By design, every file format from PSI has the options to add more additional properties by using in some cases CVParams, UsersPArams (mzIdentML, mzML); or optional columns (mzTab). In the current document, we are specifying which are the fields we want to capture, with their cardinality and we should guarantee that every section has a mechanism to add additional fields as CVParams. In the specification document, we can add a section about how to report protein information.

By design, we should have the flexibility to add the information and protein information is one of those cases.

[javizca]

In my view, there would need to be a way to encode protein level information, since some people/tools may need it. What I would avoid is to capture all the underlying complexity related to protein inference. That would ideally go somewhere else. Analogous concepts would be applicable also to analytes coming from metabolomics, lipidomics, etc.

[RalfG]

To update this issue:

All metadata is listed in the following document https://docs.google.com/document/d/1rN5DJSowp2micxlwJQlPxlv39ZiaLEfv/edit.

When editing, ALWAYS make sure you are using the "Suggesting" mode. To activate this click on View > Mode > Suggesting.

[sneumann]

Hi, can you open the Document in "Comment" Mode for all with the link ? That should allow "Suggest mode" editing. And or respond to the "request permission" notification I sent ?

Thanks, Yours, Steffen

---

Von: Ralf Gabriels notifications@github.com Gesendet: Montag, 18. November 2019 11:10 An: HUPO-PSI/SpectralLibraryFormat Cc: Neumann, Steffen; Mention Betreff: Re: [HUPO-PSI/SpectralLibraryFormat] We need to capture the metadata around the Spectral library (#7)

To update this issue:

All metadata is listed in the following document https://docs.google.com/document/d/1rN5DJSowp2micxlwJQlPxlv39ZiaLEfv/edit.

When editing, ALWAYS make sure you are using the "Suggesting" mode. To activate this click on View > Mode > Suggesting.

— You are receiving this because you were mentioned.

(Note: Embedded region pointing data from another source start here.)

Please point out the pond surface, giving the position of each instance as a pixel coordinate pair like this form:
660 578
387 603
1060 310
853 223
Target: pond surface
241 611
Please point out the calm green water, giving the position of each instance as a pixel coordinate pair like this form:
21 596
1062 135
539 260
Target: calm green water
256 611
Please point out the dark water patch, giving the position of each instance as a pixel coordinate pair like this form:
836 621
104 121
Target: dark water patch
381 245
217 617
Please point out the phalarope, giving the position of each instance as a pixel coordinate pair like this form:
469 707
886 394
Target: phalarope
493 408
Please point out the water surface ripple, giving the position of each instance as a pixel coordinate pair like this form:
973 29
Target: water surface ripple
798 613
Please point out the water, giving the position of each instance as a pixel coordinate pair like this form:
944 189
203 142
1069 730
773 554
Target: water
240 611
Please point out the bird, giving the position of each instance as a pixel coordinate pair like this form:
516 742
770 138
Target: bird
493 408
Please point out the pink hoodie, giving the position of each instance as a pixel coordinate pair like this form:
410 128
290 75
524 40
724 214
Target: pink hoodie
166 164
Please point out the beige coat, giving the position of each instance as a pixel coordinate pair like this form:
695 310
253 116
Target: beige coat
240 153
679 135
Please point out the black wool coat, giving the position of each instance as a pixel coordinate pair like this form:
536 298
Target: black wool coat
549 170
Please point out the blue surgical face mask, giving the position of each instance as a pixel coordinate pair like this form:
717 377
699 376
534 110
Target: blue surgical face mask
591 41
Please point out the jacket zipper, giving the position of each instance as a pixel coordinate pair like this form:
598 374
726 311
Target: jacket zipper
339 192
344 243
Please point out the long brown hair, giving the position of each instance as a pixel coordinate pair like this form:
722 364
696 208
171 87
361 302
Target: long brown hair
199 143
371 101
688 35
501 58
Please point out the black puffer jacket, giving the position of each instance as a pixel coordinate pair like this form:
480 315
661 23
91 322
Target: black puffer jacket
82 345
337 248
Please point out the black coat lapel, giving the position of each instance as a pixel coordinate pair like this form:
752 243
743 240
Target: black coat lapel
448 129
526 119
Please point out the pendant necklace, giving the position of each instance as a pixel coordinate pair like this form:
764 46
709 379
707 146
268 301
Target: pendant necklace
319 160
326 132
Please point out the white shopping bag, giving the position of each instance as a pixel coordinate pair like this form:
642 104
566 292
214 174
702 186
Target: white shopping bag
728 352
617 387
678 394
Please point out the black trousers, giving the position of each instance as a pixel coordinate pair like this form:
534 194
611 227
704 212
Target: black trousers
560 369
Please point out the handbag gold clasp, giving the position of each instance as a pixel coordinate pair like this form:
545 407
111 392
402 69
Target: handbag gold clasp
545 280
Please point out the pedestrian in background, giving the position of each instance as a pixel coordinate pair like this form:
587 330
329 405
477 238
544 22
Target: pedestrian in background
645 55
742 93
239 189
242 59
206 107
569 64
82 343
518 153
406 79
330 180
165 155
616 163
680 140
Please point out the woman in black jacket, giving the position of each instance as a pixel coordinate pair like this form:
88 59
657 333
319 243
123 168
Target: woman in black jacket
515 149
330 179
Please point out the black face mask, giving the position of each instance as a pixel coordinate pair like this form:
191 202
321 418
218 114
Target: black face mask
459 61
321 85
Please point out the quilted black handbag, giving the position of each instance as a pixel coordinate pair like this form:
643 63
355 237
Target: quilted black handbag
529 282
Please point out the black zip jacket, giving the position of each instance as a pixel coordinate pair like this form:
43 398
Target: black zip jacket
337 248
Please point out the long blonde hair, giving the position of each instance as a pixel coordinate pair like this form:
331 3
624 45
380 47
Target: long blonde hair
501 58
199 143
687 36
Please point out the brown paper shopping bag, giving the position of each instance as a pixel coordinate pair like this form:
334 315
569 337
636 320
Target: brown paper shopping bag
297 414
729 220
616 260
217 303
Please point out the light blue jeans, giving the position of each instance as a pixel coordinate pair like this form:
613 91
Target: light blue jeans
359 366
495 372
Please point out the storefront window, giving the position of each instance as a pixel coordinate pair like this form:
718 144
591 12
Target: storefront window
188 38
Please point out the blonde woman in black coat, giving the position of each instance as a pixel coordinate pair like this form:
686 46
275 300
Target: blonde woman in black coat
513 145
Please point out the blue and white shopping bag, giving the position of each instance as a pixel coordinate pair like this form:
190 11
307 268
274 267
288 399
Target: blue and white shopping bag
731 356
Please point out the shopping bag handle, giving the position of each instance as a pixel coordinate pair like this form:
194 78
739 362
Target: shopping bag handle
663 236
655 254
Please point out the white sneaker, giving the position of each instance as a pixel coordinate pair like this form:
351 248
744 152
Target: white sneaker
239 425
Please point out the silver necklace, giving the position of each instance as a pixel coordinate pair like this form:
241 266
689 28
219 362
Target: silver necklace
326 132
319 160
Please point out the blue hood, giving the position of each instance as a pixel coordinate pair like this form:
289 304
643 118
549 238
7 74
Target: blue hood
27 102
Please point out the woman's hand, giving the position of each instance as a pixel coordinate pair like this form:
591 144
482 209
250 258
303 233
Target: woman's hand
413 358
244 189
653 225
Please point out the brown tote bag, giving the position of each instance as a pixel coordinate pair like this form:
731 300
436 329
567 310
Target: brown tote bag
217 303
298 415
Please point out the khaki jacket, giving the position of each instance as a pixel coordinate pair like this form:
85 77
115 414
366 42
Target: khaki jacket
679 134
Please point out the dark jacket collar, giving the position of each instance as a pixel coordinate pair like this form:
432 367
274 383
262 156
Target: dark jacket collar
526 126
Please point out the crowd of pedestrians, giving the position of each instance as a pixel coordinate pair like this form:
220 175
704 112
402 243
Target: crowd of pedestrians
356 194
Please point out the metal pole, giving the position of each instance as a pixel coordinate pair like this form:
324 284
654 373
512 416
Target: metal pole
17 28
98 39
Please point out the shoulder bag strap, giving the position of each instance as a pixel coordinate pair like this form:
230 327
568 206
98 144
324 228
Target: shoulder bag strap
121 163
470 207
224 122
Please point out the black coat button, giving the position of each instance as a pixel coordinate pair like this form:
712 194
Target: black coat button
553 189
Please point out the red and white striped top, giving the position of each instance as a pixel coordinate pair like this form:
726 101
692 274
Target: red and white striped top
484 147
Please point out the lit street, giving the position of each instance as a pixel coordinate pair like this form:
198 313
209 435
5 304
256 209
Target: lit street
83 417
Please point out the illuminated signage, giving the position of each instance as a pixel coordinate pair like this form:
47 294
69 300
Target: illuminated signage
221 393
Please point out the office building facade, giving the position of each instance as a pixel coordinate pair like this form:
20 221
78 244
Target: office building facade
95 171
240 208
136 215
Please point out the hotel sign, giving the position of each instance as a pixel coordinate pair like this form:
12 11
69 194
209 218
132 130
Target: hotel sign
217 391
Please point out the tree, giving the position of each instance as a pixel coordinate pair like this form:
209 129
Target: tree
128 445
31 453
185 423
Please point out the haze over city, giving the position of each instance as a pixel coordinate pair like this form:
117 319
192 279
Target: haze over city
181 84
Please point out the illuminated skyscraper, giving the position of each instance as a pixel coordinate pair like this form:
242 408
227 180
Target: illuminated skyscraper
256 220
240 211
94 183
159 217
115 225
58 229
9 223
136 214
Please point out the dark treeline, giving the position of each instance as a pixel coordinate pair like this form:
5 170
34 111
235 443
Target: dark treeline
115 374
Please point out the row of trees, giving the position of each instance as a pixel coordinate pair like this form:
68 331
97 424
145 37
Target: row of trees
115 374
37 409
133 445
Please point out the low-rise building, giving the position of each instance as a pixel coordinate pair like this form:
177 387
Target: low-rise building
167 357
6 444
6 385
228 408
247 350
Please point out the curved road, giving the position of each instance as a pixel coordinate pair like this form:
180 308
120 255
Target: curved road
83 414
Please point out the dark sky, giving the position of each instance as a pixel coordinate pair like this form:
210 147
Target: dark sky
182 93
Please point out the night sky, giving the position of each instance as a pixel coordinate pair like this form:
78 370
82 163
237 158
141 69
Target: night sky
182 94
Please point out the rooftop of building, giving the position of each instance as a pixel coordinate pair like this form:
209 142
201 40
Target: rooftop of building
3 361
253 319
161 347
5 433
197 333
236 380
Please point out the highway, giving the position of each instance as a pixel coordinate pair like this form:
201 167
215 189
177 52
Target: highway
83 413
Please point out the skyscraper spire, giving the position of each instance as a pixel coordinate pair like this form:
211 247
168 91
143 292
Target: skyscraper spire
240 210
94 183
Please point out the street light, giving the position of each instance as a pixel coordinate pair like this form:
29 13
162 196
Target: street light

Reply to this email directly, view it on GitHubhttps://github.com/HUPO-PSI/SpectralLibraryFormat/issues/7?email_source=notifications&email_token=AABPWOKFY33KLE4PUDS7ESLQUJS3DA5CNFSM4E3R3OC2YY3PNVWWK3TUL52HS4DFVREXG43VMVBW63LNMVXHJKTDN5WW2ZLOORPWSZGOEEJ5GSQ#issuecomment-554947402, or unsubscribehttps://github.com/notifications/unsubscribe-auth/AABPWOJMHC6XIHIMDOWXZT3QUJS3DANCNFSM4E3R3OCQ.

[edeutsch]

Switched document to all with link can suggest, as requested.

[edeutsch]

Newer document: https://docs.google.com/document/d/1o11m7grfHvMzfbTozvDY0twJ1g2dzk6I/edit

But @RalfG is working on a system to encode this in JSON. See ongoing work in https://github.com/HUPO-PSI/mzSpecLib/pull/73

Next when we have @RalfG on the Friday call, we should spend some time with this table of information.